Search code examples
pythonscikit-learndecision-treedotpydot

Visualizing scikit-learn/ sklearn multi-output decision tree regression in png or pdf


this is the first question I'm posting on stackoverflow so I apologize for any mishaps in layout and so on (advice welcome). Your help is much appreciated!

I'm trying to visualize the output of DecisionTreeRegressor with multiple outputs (as described in http://scikit-learn.org/stable/auto_examples/tree/plot_tree_regression_multioutput.html#example-tree-plot-tree-regression-multioutput-py) in png or pdf format using pydot.

The code I tried looks like this:

...
dtreg = tree.DecisionTreeRegressor(max_depth=3)
dtreg.fit(x,y)

tree.export_graphviz(dtreg, out_file='tree.dot') #print dotfile

dot_data = StringIO()
tree.export_graphviz(dtreg, out_file=dot_data)
print dot_data.getvalue()
pydot.graph_from_dot_data(dot_data.getvalue()).write_pdf("pydot_try.pdf") 

Writing the pdf gives the following errors:

pydot.InvocationException: Program terminated with status: 1. stderr follows: Warning: /tmp/tmpAy7d59:7: string ran past end of line Error: /tmp/tmpAy7d59:8: syntax error near line 8 context: >>> [ <<< 0.20938667] Warning: /tmp/tmpAy7d59:18: string ran past end of line Warning: /tmp/tmpAy7d59:20: string ran past end of line

and so on with more "string ran past end of line" errors.

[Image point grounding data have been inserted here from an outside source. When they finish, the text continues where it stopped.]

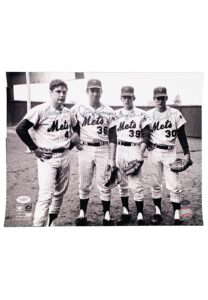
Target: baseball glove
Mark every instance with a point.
(112, 177)
(180, 165)
(132, 167)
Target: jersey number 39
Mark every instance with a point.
(102, 130)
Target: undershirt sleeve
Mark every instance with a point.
(22, 131)
(183, 139)
(112, 135)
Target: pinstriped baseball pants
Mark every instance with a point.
(53, 179)
(134, 183)
(93, 159)
(160, 160)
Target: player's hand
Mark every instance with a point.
(75, 138)
(112, 163)
(42, 154)
(188, 157)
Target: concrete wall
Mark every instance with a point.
(17, 109)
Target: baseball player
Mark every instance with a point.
(167, 123)
(55, 127)
(99, 149)
(132, 127)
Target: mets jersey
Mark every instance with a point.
(129, 124)
(164, 125)
(94, 123)
(52, 128)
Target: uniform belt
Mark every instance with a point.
(127, 143)
(95, 144)
(164, 147)
(59, 150)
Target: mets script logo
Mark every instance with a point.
(158, 126)
(123, 125)
(56, 127)
(93, 121)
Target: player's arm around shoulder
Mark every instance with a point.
(75, 137)
(145, 131)
(112, 136)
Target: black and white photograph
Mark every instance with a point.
(103, 149)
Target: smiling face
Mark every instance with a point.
(58, 97)
(160, 103)
(127, 101)
(94, 95)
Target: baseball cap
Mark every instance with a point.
(94, 83)
(160, 91)
(127, 91)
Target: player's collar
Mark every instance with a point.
(53, 109)
(98, 108)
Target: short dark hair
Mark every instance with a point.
(57, 82)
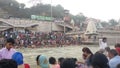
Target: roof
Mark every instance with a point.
(19, 23)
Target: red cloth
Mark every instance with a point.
(27, 65)
(118, 50)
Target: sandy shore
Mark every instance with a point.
(69, 51)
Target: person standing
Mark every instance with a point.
(7, 51)
(103, 43)
(114, 58)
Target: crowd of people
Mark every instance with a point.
(39, 39)
(105, 57)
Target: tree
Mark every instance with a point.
(104, 24)
(113, 22)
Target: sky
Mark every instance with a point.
(98, 9)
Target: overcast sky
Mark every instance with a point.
(99, 9)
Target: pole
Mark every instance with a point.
(51, 15)
(64, 27)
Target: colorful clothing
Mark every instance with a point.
(6, 54)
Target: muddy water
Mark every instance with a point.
(69, 51)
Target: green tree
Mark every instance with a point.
(113, 22)
(105, 24)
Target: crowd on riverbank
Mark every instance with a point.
(105, 57)
(40, 39)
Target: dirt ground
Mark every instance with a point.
(69, 51)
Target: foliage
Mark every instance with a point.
(113, 22)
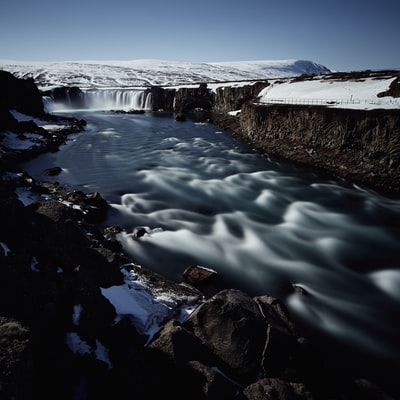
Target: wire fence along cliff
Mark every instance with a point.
(327, 102)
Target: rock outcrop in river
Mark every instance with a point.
(55, 260)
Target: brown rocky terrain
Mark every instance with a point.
(54, 256)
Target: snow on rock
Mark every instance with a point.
(356, 94)
(147, 309)
(139, 73)
(79, 346)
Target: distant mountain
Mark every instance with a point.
(139, 73)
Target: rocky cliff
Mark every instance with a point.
(363, 146)
(360, 145)
(56, 259)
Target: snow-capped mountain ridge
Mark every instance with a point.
(141, 73)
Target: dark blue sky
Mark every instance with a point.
(342, 35)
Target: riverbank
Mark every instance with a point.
(66, 331)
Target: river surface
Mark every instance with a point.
(264, 225)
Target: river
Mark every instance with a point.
(328, 248)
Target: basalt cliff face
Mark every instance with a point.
(359, 145)
(55, 259)
(363, 146)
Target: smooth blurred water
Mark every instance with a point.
(265, 226)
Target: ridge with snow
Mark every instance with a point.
(142, 73)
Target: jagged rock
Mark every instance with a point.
(233, 327)
(16, 367)
(204, 279)
(53, 171)
(276, 389)
(180, 117)
(360, 145)
(232, 98)
(181, 364)
(20, 94)
(188, 99)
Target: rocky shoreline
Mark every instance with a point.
(56, 259)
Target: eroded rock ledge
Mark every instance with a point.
(55, 257)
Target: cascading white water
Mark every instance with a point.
(103, 99)
(328, 249)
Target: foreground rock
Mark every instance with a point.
(61, 337)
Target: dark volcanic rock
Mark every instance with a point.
(363, 146)
(20, 94)
(233, 327)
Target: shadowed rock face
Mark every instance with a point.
(20, 94)
(55, 258)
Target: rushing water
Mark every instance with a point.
(262, 224)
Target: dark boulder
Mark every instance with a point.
(234, 329)
(20, 94)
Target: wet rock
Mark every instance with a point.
(276, 389)
(233, 327)
(206, 280)
(53, 171)
(16, 367)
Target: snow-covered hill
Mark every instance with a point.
(139, 73)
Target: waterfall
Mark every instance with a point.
(102, 99)
(116, 99)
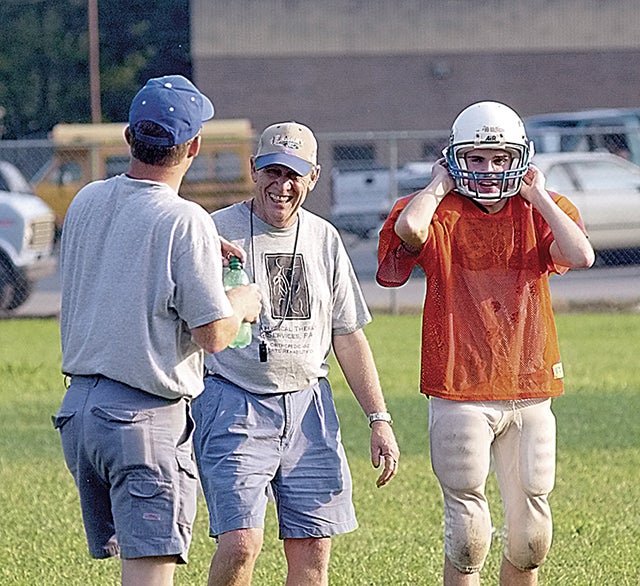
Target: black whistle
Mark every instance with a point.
(263, 351)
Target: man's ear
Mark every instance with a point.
(315, 175)
(252, 160)
(194, 147)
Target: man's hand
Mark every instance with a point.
(228, 249)
(533, 184)
(384, 450)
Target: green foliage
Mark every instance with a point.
(399, 541)
(44, 57)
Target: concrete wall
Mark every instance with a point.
(401, 65)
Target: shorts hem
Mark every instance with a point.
(319, 532)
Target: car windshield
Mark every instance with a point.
(603, 175)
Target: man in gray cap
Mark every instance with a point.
(142, 296)
(266, 422)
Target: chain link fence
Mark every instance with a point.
(362, 175)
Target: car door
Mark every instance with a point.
(608, 197)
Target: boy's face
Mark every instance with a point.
(488, 161)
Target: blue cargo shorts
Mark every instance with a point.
(130, 454)
(247, 445)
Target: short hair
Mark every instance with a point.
(161, 156)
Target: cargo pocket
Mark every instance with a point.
(151, 507)
(188, 488)
(64, 422)
(125, 436)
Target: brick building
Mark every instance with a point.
(352, 66)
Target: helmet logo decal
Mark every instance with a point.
(490, 134)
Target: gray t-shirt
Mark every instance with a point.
(326, 300)
(141, 267)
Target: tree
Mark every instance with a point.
(44, 73)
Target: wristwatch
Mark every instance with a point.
(380, 416)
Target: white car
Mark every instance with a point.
(27, 234)
(606, 190)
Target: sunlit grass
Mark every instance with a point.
(399, 541)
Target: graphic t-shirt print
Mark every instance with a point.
(288, 293)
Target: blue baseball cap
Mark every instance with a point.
(174, 103)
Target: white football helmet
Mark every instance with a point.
(488, 125)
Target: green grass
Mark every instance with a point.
(399, 541)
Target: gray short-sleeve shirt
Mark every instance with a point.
(325, 300)
(141, 267)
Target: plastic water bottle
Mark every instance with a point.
(234, 277)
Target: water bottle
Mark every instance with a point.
(234, 277)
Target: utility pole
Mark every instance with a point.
(94, 62)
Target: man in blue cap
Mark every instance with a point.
(142, 296)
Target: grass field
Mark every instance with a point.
(399, 541)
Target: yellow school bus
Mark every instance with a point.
(220, 174)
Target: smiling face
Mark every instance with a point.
(280, 192)
(488, 161)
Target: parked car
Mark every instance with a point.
(27, 234)
(614, 130)
(606, 189)
(361, 199)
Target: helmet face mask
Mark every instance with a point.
(494, 126)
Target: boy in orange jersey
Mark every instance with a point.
(488, 235)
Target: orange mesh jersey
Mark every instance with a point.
(488, 331)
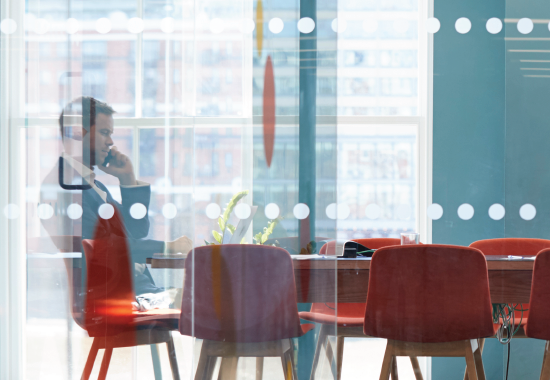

I've never worked with .dot before, but I suspect there might be a problem with the multi-output format. For example, part of the tree looks like this:

digraph Tree {
0 [label="X[0] <= 56.0000\nmse = 0.0149315126135\nsamples = 41", shape="box"] ;
1 [label="X[0] <= 40.0000\nmse = 0.0137536911947\nsamples = 25", shape="box"] ;
0 -> 1 ;
2 [label="X[0] <= 24.0000\nmse = 0.0152142545276\nsamples = 21", shape="box"] ;
1 -> 2 ;
3 [label="mse = 0.0140\nsamples = 15\nvalue = [[ 0.83384667]
 [ 0.20938667]
 [ 0.08511333]
 [ 0.04234667]
 [ 0.08158   ]
 [ 0.17948667]
 [ 0.03616   ]
 [ 0.00995333]
 [ 0.99529333]
 [ 0.13715333]
 [ 0.10294667]
 [ 0.06632667]]", shape="box"] ;
2 -> 3 ;
4 [label="mse = 0.0170\nsamples = 6\nvalue = [[ 0.69588333]
 [ 0.20275   ]
 [ 0.0953    ]
 [ 0.0436    ]
 [ 0.1216    ]
 [ 0.17248333]
 [ 0.04393333]
 [ 0.01178333]
 [ 0.99913333]
 [ 0.12348333]
 [ 0.10838333]
 [ 0.06973333]]", shape="box"] ;
2 -> 4 ;
}

I don't know how to solve this, because that's just the output I get from DecisionTreeRegressor.

I also tried converting the dot file:

dot -Tpng tree.dot -o tree.png

But this gives the same errors (string ran past end of line) I also tried visualizing tree.dot using xdot and that gave the same error.


Solution

  • The error message appears to be telling you that there is a problem with the multiline strings (labels). As shown here, to specify multiline labels in dot you can use \n, or alternatively as described in the DOT language documentation:

    As another aid for readability, dot allows double-quoted strings to span multiple physical lines using the standard C convention of a backslash immediately preceding a newline character.

    That said, when I attempted to generate your plot using dot on Graphviz version 2.39.20141007.0445 it worked absolutely fine:

    enter image description here

    I can't find a reference to the format changing, however it may be worth having another attempt with the latest version of Graphviz installed.